Nowhere was this more so than in Angola, in the last active theatre of the Cold War prior to the downfall of the Berlin Wall and the collapse of the Soviet Union.

In these conditions the method of rule of the ANC over its own members in exile resulted in “very detailed observations and findings about the abuse of human rights”.

This was the finding of the secret Stuart Commission in exile in 1984 – supported in 1992 by the Skweyiya Commission (appointed by the ANC national executive committee), followed by the Motsuenyane Commission in 1993, and finally, the Truth and Reconciliation Commission, appointed by the government of president Nelson Mandela (TRC Final Report, vol 2, chap 4, preface, p.326).

These human rights abuses included “violations committed by members of the ANC’s security structures and guards of internment camps such as Camp 32 (Quatro).”

The TRC concluded that “the security department of the ANC routinely used torture to extract information and confessions from those being held in camps, particularly in the period 1979-89.”

This period covers the time when Zuma, then a member of the central committee of the South African Communist Party as well as of the ANC NEC, was one of two heads of the ANC security department (nicknamed Mbokodo, “the grindstone”, by the troops of Umkhonto we Sizwe).

As former head of counter-intelligence in Mbokodo from 1987, Zuma’s period of responsibility as commanding officer is covered by the judgment of the TRC final report, set out above.

He has never provided any account of his stewardship of the ANC over that period, however, and did not apply for amnesty in relation to any abuses which took place under his command as head of Mbokodo.

This raises the legitimate question: how adequately has Zuma, as elected MP and as president of the nation, thrown off the habits of command of the most feared instrument of coercion on the side of the liberation forces in the struggle against apartheid?

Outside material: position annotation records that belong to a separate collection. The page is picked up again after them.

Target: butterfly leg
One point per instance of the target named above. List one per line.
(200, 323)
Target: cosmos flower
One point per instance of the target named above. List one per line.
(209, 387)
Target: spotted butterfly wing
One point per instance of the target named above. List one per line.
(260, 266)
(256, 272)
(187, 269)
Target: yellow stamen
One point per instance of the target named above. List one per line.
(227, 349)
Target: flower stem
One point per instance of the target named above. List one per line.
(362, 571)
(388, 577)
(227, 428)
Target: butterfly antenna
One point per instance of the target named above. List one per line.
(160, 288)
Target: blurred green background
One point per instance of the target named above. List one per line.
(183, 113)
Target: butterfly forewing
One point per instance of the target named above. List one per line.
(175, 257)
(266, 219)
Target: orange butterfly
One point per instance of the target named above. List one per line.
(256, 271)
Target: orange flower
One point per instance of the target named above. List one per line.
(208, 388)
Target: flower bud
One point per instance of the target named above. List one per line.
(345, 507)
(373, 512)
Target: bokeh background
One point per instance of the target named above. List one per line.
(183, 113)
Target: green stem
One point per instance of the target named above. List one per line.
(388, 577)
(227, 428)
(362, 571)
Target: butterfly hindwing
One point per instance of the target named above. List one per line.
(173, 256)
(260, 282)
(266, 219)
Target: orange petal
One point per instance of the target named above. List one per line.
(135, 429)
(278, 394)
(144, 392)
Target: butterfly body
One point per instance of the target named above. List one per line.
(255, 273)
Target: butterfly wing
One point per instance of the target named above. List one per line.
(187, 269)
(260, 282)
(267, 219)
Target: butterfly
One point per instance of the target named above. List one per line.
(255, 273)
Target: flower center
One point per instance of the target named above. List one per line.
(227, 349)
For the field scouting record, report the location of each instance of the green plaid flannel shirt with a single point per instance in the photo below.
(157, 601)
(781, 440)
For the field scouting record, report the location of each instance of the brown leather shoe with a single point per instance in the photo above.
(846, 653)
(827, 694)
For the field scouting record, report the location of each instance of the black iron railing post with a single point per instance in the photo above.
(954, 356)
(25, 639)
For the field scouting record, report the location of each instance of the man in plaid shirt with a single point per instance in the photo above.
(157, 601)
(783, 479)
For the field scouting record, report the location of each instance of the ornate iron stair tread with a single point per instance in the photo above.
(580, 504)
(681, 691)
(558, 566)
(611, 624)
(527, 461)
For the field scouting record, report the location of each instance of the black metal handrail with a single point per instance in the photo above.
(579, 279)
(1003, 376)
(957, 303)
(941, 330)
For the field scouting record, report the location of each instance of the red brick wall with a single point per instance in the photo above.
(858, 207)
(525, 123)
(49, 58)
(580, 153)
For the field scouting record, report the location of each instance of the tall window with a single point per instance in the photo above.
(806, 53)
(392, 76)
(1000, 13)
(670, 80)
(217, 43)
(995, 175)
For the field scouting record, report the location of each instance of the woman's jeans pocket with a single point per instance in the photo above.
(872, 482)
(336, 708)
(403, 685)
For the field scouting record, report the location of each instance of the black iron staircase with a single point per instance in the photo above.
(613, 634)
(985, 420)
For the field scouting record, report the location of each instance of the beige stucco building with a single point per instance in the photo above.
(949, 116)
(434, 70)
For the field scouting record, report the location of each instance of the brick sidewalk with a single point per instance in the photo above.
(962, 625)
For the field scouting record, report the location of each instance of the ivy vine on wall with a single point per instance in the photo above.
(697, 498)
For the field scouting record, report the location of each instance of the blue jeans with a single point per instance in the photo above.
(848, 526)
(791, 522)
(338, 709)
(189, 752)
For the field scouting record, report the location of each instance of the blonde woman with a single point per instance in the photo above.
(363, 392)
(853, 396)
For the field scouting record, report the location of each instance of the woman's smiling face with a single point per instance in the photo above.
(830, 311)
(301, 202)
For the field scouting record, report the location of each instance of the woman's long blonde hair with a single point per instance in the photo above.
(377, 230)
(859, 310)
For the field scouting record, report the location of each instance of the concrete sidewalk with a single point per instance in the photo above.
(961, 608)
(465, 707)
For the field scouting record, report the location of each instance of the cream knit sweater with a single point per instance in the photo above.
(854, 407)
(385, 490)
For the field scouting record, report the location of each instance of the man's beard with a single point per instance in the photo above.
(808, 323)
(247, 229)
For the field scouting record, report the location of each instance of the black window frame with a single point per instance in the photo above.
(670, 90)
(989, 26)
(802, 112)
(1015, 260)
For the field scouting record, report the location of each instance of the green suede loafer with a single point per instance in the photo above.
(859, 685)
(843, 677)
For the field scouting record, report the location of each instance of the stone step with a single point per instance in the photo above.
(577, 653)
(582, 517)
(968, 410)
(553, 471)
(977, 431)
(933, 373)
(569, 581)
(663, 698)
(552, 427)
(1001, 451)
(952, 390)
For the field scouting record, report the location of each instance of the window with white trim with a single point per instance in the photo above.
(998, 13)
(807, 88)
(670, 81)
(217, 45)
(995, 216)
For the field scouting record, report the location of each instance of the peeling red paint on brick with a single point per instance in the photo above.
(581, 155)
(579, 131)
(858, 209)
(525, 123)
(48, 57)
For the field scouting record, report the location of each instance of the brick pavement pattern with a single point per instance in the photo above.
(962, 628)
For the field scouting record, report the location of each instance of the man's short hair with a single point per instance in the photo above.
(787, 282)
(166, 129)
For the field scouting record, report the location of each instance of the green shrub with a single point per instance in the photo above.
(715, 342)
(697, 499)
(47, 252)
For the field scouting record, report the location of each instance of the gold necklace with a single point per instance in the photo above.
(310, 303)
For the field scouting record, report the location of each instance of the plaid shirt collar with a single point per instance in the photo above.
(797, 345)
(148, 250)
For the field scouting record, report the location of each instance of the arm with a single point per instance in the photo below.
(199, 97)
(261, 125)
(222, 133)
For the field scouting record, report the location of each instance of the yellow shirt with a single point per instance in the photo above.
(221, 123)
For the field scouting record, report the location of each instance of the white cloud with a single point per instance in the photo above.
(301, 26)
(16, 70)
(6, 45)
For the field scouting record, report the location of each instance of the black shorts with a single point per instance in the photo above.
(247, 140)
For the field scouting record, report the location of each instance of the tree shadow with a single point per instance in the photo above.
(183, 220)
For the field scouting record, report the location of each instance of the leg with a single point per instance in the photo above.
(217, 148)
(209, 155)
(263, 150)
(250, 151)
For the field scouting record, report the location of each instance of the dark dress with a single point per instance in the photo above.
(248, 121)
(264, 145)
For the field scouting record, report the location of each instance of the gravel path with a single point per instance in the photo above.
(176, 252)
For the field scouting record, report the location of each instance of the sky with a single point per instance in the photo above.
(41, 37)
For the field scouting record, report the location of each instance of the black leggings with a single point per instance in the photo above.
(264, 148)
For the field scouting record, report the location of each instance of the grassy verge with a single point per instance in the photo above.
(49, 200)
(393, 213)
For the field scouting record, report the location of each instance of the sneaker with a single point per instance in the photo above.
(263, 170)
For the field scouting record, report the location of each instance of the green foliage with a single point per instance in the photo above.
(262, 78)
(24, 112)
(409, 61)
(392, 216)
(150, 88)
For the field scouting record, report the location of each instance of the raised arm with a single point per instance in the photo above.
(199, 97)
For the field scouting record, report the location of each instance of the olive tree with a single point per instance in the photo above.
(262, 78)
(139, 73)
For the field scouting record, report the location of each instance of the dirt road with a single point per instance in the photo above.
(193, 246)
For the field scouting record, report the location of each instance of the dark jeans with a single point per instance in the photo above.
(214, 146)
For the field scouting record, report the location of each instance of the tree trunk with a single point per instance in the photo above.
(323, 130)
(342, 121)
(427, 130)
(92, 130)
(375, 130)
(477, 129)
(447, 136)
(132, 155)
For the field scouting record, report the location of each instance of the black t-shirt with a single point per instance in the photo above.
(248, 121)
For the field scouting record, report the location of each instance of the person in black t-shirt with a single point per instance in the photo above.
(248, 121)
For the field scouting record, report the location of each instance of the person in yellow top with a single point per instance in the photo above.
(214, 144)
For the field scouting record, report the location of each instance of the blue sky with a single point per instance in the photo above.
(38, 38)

It raises the further question: how adequately does the party list system for electing MPs set in place by the Electoral Law in the Constitution of 1996 permit individual accountability of elected MPs to voters, as seen against the top-down method of administration by the ANC in exile under which human rights abuses by Mbokodo “routinely” took place?

This is a constitutional crisis.

It is South Africa’s most grave crisis of democracy since 1994, one in which the ferocious eyes of Mbokodo glare out from behind a flimsy mask of constitutional government.